Diagnosis of OP, even can be suspected on standard radiograms, is generally achieved using quantitative methods, among which dual-energy X-ray absorptiometry (DXA) is the most validated; moreover, some other novel techniques also provide further information on bone changes (5,6).

DXA is still the referring method for the quantification of BMD: it is defined as the BMC per square centimeter (g/cm2)—as its values are calculated on a plane image—and according to the World Health Organization (WHO) values are normal if they are above −1 standard deviations (SD)—in comparison of values obtained from a referring population (T-score), values ranging from −1 to −2.5 SD are considered osteopenic; while OP is defined if BMD value is below −2.5 SD (7-9). DXA examination is performed on the lumbar spine (evaluating vertebrae from L1 to L4), at the hip (evaluating the femoral neck and the total hip) and the distal third of radius. DXA has still its importance for the low dose delivered to the patient, the time of acquisition and its reproducibility; some limits consist in the presence of degenerative bone changes (such as marginal osteophytes) which can influence BMD value (10).

Some of these limitations can be bypassed using quantitative computed tomography (QCT), which consists in a volumetric of an anatomical bone region, then the BMD is expressed in term of g/cm3; BMD values lower than 80 g/cm3 are considered osteoporotic (11). The advantage of QCT is its capability to distinguish cortical and trabecular bone, that can be separately evaluated; however, its main limit is the high radiation dose delivered to the patient (12).

Quantitative ultrasound (QUS) is a radiation-free technique which exploits the variation of US wave while passing through the bone micro-architecture. QUS is usually performed at peripheral sites such as phalanges, distal radius, distal tibia and calcaneus; in particular, the evaluation of this latter has shown good correlation with risk fracture prediction (13-16).

Insufficiency vertebral fractures are a common complication of OP, their detection has been challenging in the past years, but has improved for the diffusion of vertebral morphometry, which can be applied on both conventional and DXA images (delivering only a small amount of radiation dose), but also using CT scouts; vertebral morphometry uses a semi-quantitative method to characterize vertebral fractures which helps the radiologist in the diagnosis (17-20).

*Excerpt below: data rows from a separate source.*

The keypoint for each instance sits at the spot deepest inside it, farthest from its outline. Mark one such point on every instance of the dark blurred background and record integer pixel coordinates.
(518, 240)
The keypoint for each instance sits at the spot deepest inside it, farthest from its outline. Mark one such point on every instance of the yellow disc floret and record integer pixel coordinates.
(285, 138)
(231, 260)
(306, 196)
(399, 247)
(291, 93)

The increased risk of future bone fractures, in course of OP, does not only depends on BMD, but also on the “quality” of bone: this characteristic is determined by several factors, such as the number and thickness of bone trabeculae and their micro-architectural organization, which are also related to bone turnover and matrix mineralization (21,22). Novel techniques have been developed in the recent years to investigate on bone quality (23). Among these, trabecular bone score (TBS) is applied to DXA images and provide a valued which is indirectly correlated to the trabecular network within the vertebral bone (24).

Other imaging methods consist of CT and magnetic resonance imaging (MRI). In the recent years, new kinds of CT technologies have been studied to evaluate bone micro-architecture (and then bone strength) to assess the risk of bone fractures; in particular finite element modeling (FEM) and multi-detector CT (MDCT) have shown their importance in the evaluation of BMD even in other regions besides lumbar spine, such as the hip; the quantification of BMD with this technique has been correlated to the increased risk of fracture in osteoporotic patients, showing a good correlation (25-31).

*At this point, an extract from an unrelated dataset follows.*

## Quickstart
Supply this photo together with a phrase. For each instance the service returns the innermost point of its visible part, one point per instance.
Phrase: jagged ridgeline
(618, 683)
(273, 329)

Another CT technique which has been developed in the last years and has the advantage of delivering low radiation dose to patients is the high-resolution peripheral QCT (HR-pQCT): this method allows the quantification of cortical and trabecular BMD in peripheral sites (radius, tibia, calcaneus?) and the obtained values have been correlated to the risk of bone fracture (32,33).

Advantages in MRI and the development of new sequences have been experimented to evaluate bone micro-architecture and metabolism in several sites. MRI findings may correlate to the clinical aspects of OP and predict the risk of bone fracture (34-41).

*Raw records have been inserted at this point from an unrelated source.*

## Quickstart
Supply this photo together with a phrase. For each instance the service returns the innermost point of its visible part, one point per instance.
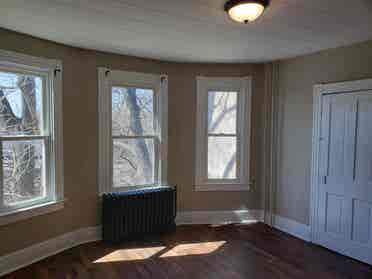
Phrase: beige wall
(80, 137)
(296, 78)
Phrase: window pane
(23, 171)
(222, 157)
(133, 162)
(132, 111)
(20, 104)
(222, 112)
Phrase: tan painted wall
(80, 125)
(296, 78)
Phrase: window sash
(47, 119)
(242, 86)
(156, 160)
(237, 160)
(47, 181)
(155, 101)
(116, 78)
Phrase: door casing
(320, 90)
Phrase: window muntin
(24, 139)
(135, 140)
(222, 135)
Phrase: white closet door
(345, 180)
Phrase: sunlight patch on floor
(123, 255)
(201, 248)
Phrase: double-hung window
(30, 135)
(133, 130)
(222, 134)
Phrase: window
(133, 130)
(30, 144)
(223, 132)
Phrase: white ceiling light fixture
(245, 11)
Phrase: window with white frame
(30, 133)
(133, 130)
(223, 134)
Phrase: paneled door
(344, 217)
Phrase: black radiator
(137, 213)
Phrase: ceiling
(192, 30)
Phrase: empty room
(186, 139)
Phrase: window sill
(222, 187)
(29, 212)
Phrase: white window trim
(106, 79)
(244, 88)
(52, 70)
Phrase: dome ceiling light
(245, 11)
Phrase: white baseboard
(40, 251)
(219, 217)
(292, 227)
(37, 252)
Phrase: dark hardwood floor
(231, 251)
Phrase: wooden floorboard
(252, 251)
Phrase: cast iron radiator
(137, 213)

In conclusion, with the fast development of new technologies and their application to the diagnostic imaging, the radiologist plays a central for the correct interpretation of imaging data, which can be further correlated to the clinical scenario; for this reason, an adequate updating on the most recent methods is recommended, to seek the correct diagnosis of OP and eventually predict the risk of bone fracture.


Acknowledgements

None.


Footnote

Conflicts of Interest: The authors have no conflicts of interest to declare.


References

  1. Guglielmi G, Muscarella S, Bazzocchi A. RadioGraphics Integrated Imaging Approach to Osteoporosis: State-of-the-Art Review and Update. Radiographics 2011;31:1343-64. [Crossref] [PubMed]
  2. Rachner TD, Khosla S, Hofbauer LC. New Horizons in Osteoporosis. Lancet 2011;377:1276-87. [Crossref] [PubMed]
  3. Khosla S. Pathogenesis of Age-Related Bone Loss in Humans. J Gerontol A Biol Sci Med Sci 2013;68:1226-35. [Crossref] [PubMed]
  4. Hernlund E, Svedbom A, Ivergård M, Compston J, Cooper C, Stenmark J, McCloskey EV, Jönsson B, Kanis JA. Osteoporosis in the European Union: medical management, epidemiology and economic burden. A report prepared in collaboration with the International Osteoporosis Foundation (IOF) and the European Federation of Pharmaceutical Industry Associations (EFPIA). Arch Osteoporos 2013;8:136. [Crossref] [PubMed]
  5. Griffith JF, Genant HK. New Imaging Modalities in Bone. Curr Rheumatol Rep 2011;13:241-50. [Crossref] [PubMed]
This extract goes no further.